Saturday, January 19, 2013

Call 'assault weapons' what you want, the result's the same

Many pundits and analysts have been recently pleading, predictably, that we don't understand what "assault weapons" really are. Here are just a couple of examples:

Is it fair to call them 'assault weapons'?

Some myths about assault weapons

It reminds me of the nutty '90s, before and after President Bill Clinton's assault-weapons ban, when gun nuts like G. Gordon Liddy used to maintain, pedantically, that what the Crime Bill really banned were "assault-type weapons." As if that made any difference.

Look, whatever you call them, these high-capacity, semi-automatic firearms are not used to bake souffle, hunt deer or protect a home. They are offensive weapons designed to kill a lot of human beings very quickly.

And that's just what Adam Lanza did at Sandy Hook Elementary on December 14, 2012. 

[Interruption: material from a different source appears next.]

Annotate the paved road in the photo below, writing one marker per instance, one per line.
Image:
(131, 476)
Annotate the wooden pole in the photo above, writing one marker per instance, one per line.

Afterward, investigators found "multiple 30-round magazines and hundreds of bullets" where he killed 26 people, most of them 6- and 7-year-olds, in a matter of seconds, with a semi-automatic .223 rifle. Some of the victims were shot as many as 11 times at close range. One of the semi-automatic pistols on Lanza was never even used. It wasn't needed. The other 10 mm pistol found on Lanza was used only once... when Lanza shot himself in the head.